Cultura

Rivoluzioni e guerre: esempi di realismo letterario

“In ogni epoca, se la vita è organizzata in classi sociali, l’impulso che spinge gli uomini è la volontà di potenza. I rudi minatori volevano comandare la città, sottometterla. Il potere politico, per le loro anime ingenue, implicava la conquista di tutto ciò che a loro era sempre stato negato. La parola “rivoluzione”, che sobbolliva dentro di loro come un motore, voleva dire innanzitutto l’accesso a una vita fino allora proibita. L’uomo dalla vita difficile, l’esiliato nel paesino inospitale o nel sobborgo di minatori, arrivava con irruenza a prendere possesso di una nuova esistenza. C’era da meravigliarsi se in un attimo di riposo nella lotta, in qualche negozio abbandonato, stappava qualche bottiglia di champagne e calzava un paio di scarpe nuove?”.

Ottobre rosso nelle Asturie, di José Díaz Fernández (traduzione di Marino Magliani, Edizioni Spartaco), è un’intelligente, obiettivo e intenso reportage letterario (esempio ante litteram del new journalism che impazzerà trent’anni dopo in altre latitudini). Con uno stile che si colloca tra Attraverso la mitraglia di Armand Guerra e Omaggio alla Catalogna, di George Orwell, il testo narra le vicende avvenute tra il 5 e il 19 ottobre del 1934, quando nelle Asturie scoppiò l’insurrezione più importante nel continente europeo dopo la Rivoluzione russa del 1917.

Con una prosa secca, dove il romanzo si fonde con la cronaca, l’autore castigliano narra di dinamitardi e anarchici, di bolscevichi di montagna e di insipidi portavoce socialisti, racconta di pietà gratuite e di ferocia atavica. Spiega perché soltanto nelle Asturie ebbe luogo una vera e propria sollevazione armata, mentre nel resto della Spagna tutto tacque, o quasi, complice una società non preparata all’urto della rivoluzione sociale e della dittatura del proletariato. Le pagine di questo ottimo lavoro scorrono veloci, pregne di nodi narrativi, tra sgangherati soldatini della Guardia Civìl, goffi saccheggi e rivendicazioni ingenue e cariche d’orgoglio. Come detto da un anarchico di Oviedo, protagonista nella moltitudine di protagonisti di questa storia: “La rivoluzione è qualcosa che non finirà anche se ci fate fuori tutti quanti”.

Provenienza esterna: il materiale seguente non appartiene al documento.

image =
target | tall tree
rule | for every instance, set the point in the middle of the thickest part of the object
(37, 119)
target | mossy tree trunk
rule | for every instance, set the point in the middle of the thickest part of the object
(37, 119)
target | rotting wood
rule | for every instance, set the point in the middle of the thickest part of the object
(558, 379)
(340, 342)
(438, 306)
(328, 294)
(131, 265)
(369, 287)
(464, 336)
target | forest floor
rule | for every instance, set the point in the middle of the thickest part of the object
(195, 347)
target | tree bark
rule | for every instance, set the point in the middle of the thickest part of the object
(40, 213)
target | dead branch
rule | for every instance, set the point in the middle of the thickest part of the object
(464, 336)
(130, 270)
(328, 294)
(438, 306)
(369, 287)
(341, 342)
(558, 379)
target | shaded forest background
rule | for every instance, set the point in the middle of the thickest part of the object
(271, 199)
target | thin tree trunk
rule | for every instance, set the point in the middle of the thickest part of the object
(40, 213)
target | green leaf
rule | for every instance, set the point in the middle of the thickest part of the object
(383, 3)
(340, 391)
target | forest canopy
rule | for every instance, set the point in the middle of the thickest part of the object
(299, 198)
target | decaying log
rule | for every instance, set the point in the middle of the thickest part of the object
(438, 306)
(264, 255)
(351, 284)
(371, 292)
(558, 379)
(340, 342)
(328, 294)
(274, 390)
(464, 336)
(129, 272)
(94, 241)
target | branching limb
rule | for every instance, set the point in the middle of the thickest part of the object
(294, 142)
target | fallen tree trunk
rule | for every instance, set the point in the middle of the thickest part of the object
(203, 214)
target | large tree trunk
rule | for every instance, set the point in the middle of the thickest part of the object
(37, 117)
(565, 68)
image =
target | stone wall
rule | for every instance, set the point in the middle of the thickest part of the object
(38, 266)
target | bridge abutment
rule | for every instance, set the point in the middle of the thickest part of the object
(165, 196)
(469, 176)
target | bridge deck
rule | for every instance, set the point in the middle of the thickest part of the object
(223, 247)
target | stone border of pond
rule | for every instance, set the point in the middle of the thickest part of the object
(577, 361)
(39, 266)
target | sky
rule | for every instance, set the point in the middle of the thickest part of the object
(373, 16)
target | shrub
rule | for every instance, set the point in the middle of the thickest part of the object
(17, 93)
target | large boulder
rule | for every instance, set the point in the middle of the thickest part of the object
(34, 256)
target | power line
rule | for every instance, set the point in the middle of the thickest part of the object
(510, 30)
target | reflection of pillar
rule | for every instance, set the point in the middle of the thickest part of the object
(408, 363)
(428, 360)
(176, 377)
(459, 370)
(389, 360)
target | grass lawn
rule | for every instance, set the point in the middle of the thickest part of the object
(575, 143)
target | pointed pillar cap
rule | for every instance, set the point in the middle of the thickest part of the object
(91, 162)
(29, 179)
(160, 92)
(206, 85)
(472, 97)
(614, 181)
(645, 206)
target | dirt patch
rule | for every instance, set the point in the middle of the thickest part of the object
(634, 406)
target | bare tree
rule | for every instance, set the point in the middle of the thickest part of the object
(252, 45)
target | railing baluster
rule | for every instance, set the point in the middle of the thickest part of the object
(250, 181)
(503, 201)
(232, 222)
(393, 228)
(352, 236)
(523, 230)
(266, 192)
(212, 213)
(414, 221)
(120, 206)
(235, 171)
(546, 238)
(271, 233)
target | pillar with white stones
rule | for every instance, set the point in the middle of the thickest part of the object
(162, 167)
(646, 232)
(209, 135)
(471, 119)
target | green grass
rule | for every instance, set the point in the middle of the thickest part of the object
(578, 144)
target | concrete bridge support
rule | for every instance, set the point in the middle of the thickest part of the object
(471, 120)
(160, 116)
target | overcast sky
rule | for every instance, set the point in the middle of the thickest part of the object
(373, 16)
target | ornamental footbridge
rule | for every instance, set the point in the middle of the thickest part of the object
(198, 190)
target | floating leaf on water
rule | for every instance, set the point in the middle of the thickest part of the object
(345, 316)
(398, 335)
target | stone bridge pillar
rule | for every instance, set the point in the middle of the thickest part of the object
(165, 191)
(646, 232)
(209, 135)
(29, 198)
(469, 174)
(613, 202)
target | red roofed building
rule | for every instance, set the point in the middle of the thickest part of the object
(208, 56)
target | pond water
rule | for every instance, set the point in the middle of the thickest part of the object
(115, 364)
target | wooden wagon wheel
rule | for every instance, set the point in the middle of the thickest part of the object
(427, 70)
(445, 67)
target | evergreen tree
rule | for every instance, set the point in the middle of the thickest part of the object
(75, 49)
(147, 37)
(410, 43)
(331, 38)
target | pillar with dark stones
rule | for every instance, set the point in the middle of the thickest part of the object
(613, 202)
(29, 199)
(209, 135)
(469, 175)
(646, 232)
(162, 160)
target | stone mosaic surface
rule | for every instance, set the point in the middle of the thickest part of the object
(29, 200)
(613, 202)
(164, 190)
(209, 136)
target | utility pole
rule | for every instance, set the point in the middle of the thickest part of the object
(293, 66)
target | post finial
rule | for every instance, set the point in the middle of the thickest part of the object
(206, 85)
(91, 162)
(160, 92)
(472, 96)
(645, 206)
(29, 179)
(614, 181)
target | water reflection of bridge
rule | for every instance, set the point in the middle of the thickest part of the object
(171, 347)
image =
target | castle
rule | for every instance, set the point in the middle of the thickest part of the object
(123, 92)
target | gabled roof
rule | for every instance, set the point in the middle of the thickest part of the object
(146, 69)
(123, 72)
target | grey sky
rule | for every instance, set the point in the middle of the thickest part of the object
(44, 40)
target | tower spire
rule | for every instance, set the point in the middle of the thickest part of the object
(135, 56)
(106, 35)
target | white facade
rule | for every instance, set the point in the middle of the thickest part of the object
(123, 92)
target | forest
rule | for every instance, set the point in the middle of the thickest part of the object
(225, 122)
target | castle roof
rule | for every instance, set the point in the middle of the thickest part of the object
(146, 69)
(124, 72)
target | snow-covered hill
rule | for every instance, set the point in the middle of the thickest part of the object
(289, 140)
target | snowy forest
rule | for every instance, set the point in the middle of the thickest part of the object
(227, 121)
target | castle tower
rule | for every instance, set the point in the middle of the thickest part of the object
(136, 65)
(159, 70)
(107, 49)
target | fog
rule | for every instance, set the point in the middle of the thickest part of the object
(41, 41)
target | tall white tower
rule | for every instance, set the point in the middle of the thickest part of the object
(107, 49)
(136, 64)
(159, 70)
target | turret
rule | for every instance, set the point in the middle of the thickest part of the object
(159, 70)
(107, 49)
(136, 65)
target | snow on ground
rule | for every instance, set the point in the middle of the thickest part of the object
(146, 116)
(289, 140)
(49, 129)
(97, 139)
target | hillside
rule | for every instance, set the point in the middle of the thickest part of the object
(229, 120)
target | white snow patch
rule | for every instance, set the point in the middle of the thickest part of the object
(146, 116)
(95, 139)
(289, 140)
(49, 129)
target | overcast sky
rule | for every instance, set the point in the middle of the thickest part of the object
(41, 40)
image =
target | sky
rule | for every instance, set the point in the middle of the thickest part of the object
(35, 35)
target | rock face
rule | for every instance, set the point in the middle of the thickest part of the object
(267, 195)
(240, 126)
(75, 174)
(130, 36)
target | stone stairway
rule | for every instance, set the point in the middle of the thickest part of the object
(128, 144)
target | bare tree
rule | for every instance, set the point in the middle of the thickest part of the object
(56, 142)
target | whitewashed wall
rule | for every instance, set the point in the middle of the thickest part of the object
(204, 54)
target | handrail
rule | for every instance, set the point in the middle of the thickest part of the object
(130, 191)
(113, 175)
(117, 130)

“Erano appesi due immensi ritratti di Stalin e Kim Il-sõng, almeno cinque volte più grandi rispetto alla loro grandezza naturale. Han trovava un che di somigliante nell’algido sorriso dei due uomini, all’inizio l’idea di dover passare tutto il resto della sua vita in quella stanza gli faceva desiderare di farla finita una volta per tutte per porre fine a quello strazio (…) Gli inquirenti gli ponevano tutti i giorni le stesse domande e da lui ricevevano sempre le stesse risposte: un processo senza fine e senza verdetto, che continuò fino a quando non venne trasferito, insieme al dossier del suo caso, nelle carceri di P’yõngyang. Nel frattempo, l’Esercito del Popolo era in rotta lungo tutta la linea del fronte e stava ripiegando verso nord”.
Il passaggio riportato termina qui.